Even though Florida Ports are again setting records in port-sector job creation, tonnage and throughput value, raising those accomplishments to the next level is their primary objective. Florida’s seaports play an indispensable role in helping the state and nation with their goals to grow the economy using trade and generate more manufacturing jobs.
Opportunities abound today because of the state’s growing consumer demand. World trade is growing overall, world manufacturing centers are repositioning, Suez Canal transits are up, new free trade agreements are being accomplished, the Panama Canal expansion is nearing completion, and trade is growing with Latin America and the Caribbean. Plans and active preparations for future opportunities are paramount to take the economy of the state of Florida from solid to outstanding. Moving Florida’s economy forward goes hand in hand with the increased global trade, growing export manufacturing and improved import distribution that efficient ports and logistical infrastructure help create.
The growth in the world container fleet continues unabated, with close to half the world’s container vessels on order exceed 8,000 TEU capacity (versus less than ten percent of today’s fleet); the modern size requires a 47 to 50 foot deep channel. With 90 percent of the global commerce being moved via shipping, Florida must be ready.

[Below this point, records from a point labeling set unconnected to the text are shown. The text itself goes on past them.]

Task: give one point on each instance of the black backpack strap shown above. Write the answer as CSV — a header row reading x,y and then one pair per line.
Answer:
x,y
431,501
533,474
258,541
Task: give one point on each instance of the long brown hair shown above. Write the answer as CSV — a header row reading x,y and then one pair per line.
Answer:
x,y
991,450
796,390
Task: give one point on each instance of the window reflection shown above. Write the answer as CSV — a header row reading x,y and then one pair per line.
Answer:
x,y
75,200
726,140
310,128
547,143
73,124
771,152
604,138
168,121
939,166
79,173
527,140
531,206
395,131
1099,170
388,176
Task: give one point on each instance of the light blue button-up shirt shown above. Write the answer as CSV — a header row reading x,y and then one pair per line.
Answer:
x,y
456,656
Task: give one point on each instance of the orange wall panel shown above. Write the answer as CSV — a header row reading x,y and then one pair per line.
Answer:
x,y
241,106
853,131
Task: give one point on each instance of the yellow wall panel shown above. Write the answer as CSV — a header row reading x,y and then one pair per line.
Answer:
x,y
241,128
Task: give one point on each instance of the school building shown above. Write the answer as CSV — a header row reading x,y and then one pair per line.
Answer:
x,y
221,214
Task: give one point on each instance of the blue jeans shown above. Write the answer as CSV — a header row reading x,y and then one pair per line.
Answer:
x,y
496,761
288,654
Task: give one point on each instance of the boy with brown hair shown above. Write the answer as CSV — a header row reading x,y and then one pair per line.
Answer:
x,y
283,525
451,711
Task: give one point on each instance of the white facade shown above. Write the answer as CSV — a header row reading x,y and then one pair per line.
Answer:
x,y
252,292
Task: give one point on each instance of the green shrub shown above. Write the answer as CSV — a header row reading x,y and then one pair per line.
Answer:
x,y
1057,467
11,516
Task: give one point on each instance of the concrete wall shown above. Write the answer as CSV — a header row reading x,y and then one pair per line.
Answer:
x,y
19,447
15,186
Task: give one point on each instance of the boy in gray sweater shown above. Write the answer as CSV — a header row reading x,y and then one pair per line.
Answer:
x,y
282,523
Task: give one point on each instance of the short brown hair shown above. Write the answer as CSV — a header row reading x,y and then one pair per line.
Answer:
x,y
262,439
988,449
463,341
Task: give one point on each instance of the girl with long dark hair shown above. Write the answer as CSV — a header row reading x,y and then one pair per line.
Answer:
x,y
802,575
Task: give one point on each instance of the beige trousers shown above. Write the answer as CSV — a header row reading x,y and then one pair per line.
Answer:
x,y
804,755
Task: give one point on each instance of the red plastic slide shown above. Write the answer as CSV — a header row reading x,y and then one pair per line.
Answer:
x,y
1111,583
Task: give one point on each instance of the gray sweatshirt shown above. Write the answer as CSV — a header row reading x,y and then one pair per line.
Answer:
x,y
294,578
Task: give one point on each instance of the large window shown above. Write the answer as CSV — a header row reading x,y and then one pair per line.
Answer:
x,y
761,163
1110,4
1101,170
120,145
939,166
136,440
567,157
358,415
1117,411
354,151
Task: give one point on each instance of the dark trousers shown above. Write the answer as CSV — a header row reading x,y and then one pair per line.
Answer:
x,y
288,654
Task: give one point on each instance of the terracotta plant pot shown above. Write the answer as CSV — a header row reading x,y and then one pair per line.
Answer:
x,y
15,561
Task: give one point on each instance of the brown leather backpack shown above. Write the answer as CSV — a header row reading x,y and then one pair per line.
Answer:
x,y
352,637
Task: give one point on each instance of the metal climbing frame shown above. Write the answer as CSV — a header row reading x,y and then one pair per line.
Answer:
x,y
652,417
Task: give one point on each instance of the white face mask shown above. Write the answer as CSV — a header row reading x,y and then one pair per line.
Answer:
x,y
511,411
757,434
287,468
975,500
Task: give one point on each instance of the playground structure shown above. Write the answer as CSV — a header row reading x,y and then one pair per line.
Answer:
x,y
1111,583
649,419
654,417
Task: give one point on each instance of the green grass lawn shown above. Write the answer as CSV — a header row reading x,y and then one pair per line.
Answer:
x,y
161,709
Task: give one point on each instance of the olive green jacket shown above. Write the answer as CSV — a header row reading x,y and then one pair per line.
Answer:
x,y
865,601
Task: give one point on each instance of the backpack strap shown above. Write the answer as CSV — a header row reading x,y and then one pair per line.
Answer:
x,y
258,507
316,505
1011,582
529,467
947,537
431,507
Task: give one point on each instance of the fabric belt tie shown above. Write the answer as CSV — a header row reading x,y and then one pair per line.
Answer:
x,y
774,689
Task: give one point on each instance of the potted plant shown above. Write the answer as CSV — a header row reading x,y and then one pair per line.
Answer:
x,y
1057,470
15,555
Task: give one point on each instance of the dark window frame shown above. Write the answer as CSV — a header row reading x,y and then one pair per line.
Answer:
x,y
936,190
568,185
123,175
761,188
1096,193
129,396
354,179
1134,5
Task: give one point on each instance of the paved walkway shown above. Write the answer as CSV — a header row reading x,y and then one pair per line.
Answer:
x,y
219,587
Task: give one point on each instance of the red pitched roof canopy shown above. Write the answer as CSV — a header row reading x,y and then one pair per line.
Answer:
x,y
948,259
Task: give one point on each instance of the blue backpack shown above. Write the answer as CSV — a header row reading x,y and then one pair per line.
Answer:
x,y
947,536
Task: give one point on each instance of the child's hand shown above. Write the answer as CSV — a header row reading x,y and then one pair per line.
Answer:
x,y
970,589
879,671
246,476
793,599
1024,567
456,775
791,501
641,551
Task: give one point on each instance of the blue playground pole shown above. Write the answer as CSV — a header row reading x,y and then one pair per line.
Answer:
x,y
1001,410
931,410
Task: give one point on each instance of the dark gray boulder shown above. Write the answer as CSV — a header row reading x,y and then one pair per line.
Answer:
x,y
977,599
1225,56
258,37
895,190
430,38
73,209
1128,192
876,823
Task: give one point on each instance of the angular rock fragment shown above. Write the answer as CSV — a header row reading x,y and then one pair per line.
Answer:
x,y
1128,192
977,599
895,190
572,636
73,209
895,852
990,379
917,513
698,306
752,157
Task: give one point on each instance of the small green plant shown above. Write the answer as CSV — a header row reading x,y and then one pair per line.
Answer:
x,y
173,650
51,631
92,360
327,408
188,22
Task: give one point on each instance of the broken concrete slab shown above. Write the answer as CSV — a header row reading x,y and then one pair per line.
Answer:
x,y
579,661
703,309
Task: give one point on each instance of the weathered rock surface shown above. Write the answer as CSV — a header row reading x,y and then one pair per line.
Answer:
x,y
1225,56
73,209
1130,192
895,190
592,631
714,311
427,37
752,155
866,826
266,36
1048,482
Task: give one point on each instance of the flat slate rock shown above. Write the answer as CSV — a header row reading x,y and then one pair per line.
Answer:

Florida’s ports are working at becoming deeper, but to achieve navigational channels with modern depths requires a more efficient federal project approval and funding process. Directing funds already collected for harbor maintenance through the Harbor Maintenance Trust Fund to their proper usage is essential. Federal delays in assessing and approving harbor dredging/navigation projects are seriously jeopardizing, in particular, the ability of seaports to grow the much sought-after general cargo associated with deep-draft vessels.
The next level of economic transformation, the level that will truly bolster Florida’s recovering economy, will only come when the federal government mirrors the state’s commitment and makes fast, upfront investments in port waterways and inland transportation systems that capture today’s fleeting but colossal opportunities.
Federal TIGER grants have been exceptionally helpful to select port projects, and there is hope for a nationally coordinated freight mobility plan that prioritizes the country’s freight network as a national system, including multimodal, intrastate connectivity projects. In general however, there are grave shortcomings in national support for ports, as exemplified by the lack of waterway investment.
There must be regular and reliable support from federal agencies for future port terminals, to prevent infrastructure obsolescence and ensure infrastructure is available to meet national goals for exports, safety, security, and other priorities. This should include support for the appropriate technologies to secure facilities and enhance efficiency.